I hope you at least got the gist of the review. I know, I know, I shouldn't start the newsletter with a bikini mentioning, your concentration level probably does not exist by now. I won't make that mistake again, I promise. BIKINI! Ha, I got you, didn't I? OK, so here's what happened last week.
All the buzz surrounding JustBeenPaid for a couple of months finally proved to be well-founded: JustBeenPaid has been acquired by ProfitClicking.

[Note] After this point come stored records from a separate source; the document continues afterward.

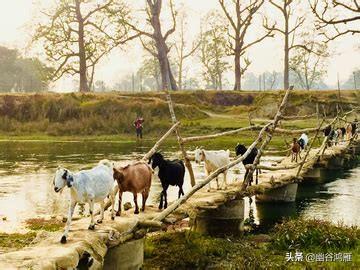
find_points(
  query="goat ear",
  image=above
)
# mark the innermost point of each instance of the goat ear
(69, 181)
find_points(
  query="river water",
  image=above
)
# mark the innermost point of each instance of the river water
(27, 169)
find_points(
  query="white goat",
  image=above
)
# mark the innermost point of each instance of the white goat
(87, 186)
(213, 161)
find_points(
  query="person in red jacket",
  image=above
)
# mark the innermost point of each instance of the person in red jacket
(138, 124)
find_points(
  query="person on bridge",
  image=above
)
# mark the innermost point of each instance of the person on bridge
(303, 140)
(355, 128)
(138, 124)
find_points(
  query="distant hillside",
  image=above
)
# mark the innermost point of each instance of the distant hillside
(113, 113)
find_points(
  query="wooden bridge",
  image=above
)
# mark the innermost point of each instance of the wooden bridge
(119, 244)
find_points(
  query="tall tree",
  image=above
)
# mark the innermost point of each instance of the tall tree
(153, 11)
(288, 11)
(309, 65)
(78, 33)
(22, 74)
(150, 72)
(343, 17)
(182, 51)
(213, 50)
(240, 19)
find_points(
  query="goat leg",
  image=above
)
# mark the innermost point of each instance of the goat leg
(112, 199)
(136, 205)
(257, 176)
(165, 199)
(102, 205)
(92, 222)
(118, 213)
(225, 183)
(68, 222)
(161, 199)
(145, 195)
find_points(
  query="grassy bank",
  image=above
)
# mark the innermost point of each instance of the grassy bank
(16, 241)
(112, 114)
(188, 250)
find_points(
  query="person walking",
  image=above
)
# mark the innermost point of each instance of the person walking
(138, 124)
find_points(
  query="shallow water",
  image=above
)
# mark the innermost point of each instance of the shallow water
(27, 168)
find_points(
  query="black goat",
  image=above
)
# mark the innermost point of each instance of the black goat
(331, 134)
(240, 149)
(171, 172)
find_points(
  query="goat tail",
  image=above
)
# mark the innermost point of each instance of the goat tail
(106, 163)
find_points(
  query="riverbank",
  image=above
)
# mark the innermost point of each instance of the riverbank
(112, 114)
(188, 250)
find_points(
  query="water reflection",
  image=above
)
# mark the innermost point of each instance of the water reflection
(26, 173)
(335, 198)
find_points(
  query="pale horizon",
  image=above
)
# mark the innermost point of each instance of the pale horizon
(17, 16)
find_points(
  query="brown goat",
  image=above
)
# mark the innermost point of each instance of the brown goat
(135, 178)
(295, 150)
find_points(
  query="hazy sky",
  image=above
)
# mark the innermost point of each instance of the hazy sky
(17, 16)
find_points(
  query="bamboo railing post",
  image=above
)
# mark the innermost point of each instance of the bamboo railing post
(212, 176)
(309, 149)
(179, 139)
(276, 120)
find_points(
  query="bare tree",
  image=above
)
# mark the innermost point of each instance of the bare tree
(213, 50)
(79, 33)
(182, 51)
(153, 11)
(309, 64)
(288, 11)
(240, 20)
(343, 17)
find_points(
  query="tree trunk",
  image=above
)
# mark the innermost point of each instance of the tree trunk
(237, 71)
(167, 79)
(84, 86)
(286, 53)
(286, 62)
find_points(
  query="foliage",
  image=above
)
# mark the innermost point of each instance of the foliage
(301, 234)
(309, 64)
(51, 225)
(213, 50)
(77, 34)
(22, 74)
(16, 240)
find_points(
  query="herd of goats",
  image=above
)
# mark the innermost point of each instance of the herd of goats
(95, 185)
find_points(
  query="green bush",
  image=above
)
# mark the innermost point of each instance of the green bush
(314, 234)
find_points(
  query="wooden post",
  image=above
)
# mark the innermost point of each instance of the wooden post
(212, 176)
(308, 151)
(180, 141)
(159, 142)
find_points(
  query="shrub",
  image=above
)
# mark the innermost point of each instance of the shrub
(314, 234)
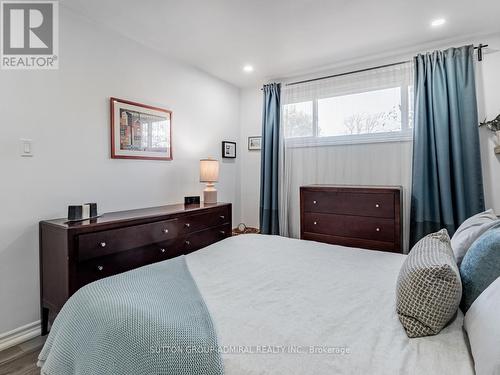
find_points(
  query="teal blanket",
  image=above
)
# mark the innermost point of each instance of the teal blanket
(151, 320)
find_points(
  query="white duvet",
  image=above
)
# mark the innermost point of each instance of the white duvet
(273, 294)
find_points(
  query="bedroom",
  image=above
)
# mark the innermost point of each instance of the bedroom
(345, 114)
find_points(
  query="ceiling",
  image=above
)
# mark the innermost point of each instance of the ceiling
(284, 37)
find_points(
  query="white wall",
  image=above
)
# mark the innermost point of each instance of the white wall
(251, 125)
(66, 114)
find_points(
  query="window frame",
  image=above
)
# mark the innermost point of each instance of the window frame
(404, 135)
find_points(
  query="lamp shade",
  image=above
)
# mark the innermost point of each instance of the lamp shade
(209, 170)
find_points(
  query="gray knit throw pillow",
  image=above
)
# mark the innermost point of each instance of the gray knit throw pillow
(429, 288)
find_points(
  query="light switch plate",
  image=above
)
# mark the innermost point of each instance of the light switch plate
(26, 147)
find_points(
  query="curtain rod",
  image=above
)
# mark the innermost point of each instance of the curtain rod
(479, 57)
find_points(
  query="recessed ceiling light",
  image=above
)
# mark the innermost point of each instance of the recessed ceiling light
(438, 22)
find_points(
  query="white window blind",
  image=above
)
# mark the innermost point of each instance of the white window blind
(371, 106)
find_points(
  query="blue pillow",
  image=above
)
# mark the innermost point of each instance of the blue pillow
(480, 266)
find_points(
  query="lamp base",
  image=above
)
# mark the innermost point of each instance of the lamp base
(210, 195)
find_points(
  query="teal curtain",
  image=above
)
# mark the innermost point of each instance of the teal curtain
(269, 222)
(447, 185)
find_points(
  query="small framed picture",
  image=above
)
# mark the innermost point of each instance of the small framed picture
(254, 143)
(140, 131)
(228, 149)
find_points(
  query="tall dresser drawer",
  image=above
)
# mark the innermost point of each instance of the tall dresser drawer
(350, 203)
(369, 228)
(108, 242)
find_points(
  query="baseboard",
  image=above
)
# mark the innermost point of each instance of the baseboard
(20, 335)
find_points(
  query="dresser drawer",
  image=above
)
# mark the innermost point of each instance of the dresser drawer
(204, 238)
(108, 242)
(347, 203)
(212, 218)
(98, 268)
(376, 229)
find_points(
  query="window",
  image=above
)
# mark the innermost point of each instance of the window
(345, 112)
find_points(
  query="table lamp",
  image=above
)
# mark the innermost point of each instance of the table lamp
(209, 173)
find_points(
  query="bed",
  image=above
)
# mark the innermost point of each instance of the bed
(286, 306)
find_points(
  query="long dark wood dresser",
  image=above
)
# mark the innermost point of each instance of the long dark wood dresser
(75, 254)
(357, 216)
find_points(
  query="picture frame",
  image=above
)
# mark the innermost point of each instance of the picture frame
(140, 131)
(228, 150)
(254, 143)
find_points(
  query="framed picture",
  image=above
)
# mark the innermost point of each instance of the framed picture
(140, 131)
(254, 143)
(228, 149)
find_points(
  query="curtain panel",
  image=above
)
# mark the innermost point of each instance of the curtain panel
(447, 180)
(269, 179)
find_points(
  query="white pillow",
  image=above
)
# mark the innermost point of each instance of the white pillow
(482, 323)
(470, 230)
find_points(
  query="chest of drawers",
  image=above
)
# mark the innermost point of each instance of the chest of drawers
(356, 216)
(73, 255)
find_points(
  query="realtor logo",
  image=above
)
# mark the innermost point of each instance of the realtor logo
(29, 35)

According to profitclicking.com (a domain registered on 03/14/2012), the company was founded in 2004 in order to “provide rewarding programs that are effective for everyone, regardless of experience or financial situation". Sounds familiar? How about this: ProfitClicking's mission is to “[provide] a solution for the other 98%”, while JustBeenPaid's mission used to be “t]o provide the means for the '98%' (who typically struggle to earn money online)”. No wonder those “in the know" debate whether ProfitClicking and JustBeenPaid aren't just the same thing wrapped in a new shiny paper.
Especially since a simple whois search provides one with the following revelation: JustBeenPaid.com and ProfitClicking.com are both registered to “Bigbooster Ltd”, the same company that was responsible for JustBeenPaid, and the contact information gives you one name: Frederick Mann. Some may find it bizarre since the ProfitClicking welcome message states that he has retired. Nevertheless, reportedly JBP “evolution" means that there will be “a brand new traffic exchange system, a pay per click marketing network and [...] contact management and marketing system”. As stated in the introductory announcement, the JBP accounts “are waiting to make the migration” along with the current “downline, [...] marketing links, [and] packages”. What do you think about this revolution?